Chinese e-commerce giant Alibaba on Wednesday unveiled revenue of $17 billion in the last three months of 2018, with net profits of $4.5 billion, up 33% from the same period the year before. But growth was dragged down by the company’s worsening performance in the entertainment sector, with losses of over $890 million, including a more than $400 million write-off of dud entertainment projects.

Ahead of Wednesday’s earnings call, investment analysts were focused on Alibaba’s revenue, which had enjoyed 10 consecutive quarters of more than 50% growth. But traders sought to tamp down expectations for the company’s third quarter, with a Yahoo Finance poll of analysts finding expectations of $17.7 billion in revenue, or 38% growth, and earnings of $1.68 per share.

The company fell slightly short of the revenue figure, with $17 billion, but beat the earnings expectation, reporting non-GAAP earnings per share of $1.77.

Stock watchers had taken their cue from comments earlier this month by Alibaba President Michael Evans about the slowing Chinese economy. They also noted that Alibaba’s Singles Day shopping event in November (China’s equivalent of Black Friday) saw business grow by only 27%.

Traders looked for signs of success in Alibaba’s international expansion – previously, it earned 93% of its revenues within China – and with its diversification into new business areas beyond e-commerce. Cloud computing may have offered some solace, but entertainment and media offered little.

Data for the company’s digital media and entertainment segment show revenue rising 20% to  RMB6.49 billion in the latest quarter, compared to RMB5.41 billion during the same period the year before.
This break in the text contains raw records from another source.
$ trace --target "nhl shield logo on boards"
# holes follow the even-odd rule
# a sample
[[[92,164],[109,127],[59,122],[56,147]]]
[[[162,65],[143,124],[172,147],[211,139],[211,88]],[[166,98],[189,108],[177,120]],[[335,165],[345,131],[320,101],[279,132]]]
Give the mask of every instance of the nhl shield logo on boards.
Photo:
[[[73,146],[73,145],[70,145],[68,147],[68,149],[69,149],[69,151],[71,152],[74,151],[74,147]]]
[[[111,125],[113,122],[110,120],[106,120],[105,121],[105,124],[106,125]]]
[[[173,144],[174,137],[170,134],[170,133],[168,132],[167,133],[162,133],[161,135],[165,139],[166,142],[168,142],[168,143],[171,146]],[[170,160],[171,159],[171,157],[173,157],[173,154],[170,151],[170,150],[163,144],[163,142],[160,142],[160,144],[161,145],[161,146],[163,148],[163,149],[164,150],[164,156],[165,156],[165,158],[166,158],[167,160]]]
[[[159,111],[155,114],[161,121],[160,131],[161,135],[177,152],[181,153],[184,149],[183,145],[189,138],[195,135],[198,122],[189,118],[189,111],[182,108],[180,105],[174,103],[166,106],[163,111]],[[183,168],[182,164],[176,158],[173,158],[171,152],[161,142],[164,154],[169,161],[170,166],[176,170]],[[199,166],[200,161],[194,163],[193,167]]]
But net losses also grew to RMB6.03 billion, compared to RMB2.21 billion the previous year, according to adjusted earnings before interest, taxation and amortization (EBITA). At current exchange rates, that’s an $893 million loss on revenues of $961 million.

In a regulatory filing, Alibaba said that entertainment revenue growth came largely “from mobile value-added services provided by UCWeb, such as mobile search and game publishing, and an increase in subscription revenue from (streaming video platform) Youku.” The number of daily users of Youku, which has free and subscription tiers, increased by 64% year on year.

The filing blamed the higher entertainment costs on investment in original content and on $407 million (RMB2.8 billion) in “impairment charges on licensed copyrights” following an evaluation of programming that did not generate expected returns.

On a conference call with analysts, finance director Maggie Wu said that the digital media management team had been changed. Its strategy is now to seek greater synergy with the rest of the group.

Daniel Zhang, Alibaba’s CEO, also addressed the entertainment losses. After the upcoming Chinese New Year holidays, “we will stress greater group synergies,” Zhang said. “We aim to provide a wide range of services to our consumers. We regard (digital entertainment) as very important for the prosperity of our ecosystem.”

Similarly, vice chairman Joe Tsai said there were no separate performance indicators for digital entertainment. “Good content increases value in other sectors,” he said instead.

Management ducked an analyst question about the impact of the Fan Bingbing scandal on the entertainment sector.

During the last quarter, Alibaba proposed increasing its stake in separately traded Alibaba Pictures Group. The measure, which has not yet been completed, will return Alibaba’s holding to a majority position, with 51%.

Alibaba shares, traded in ADR form in New York, closed at $156.88 on Tuesday. In pre-opening trade on Wednesday, they indicated an opening around $161.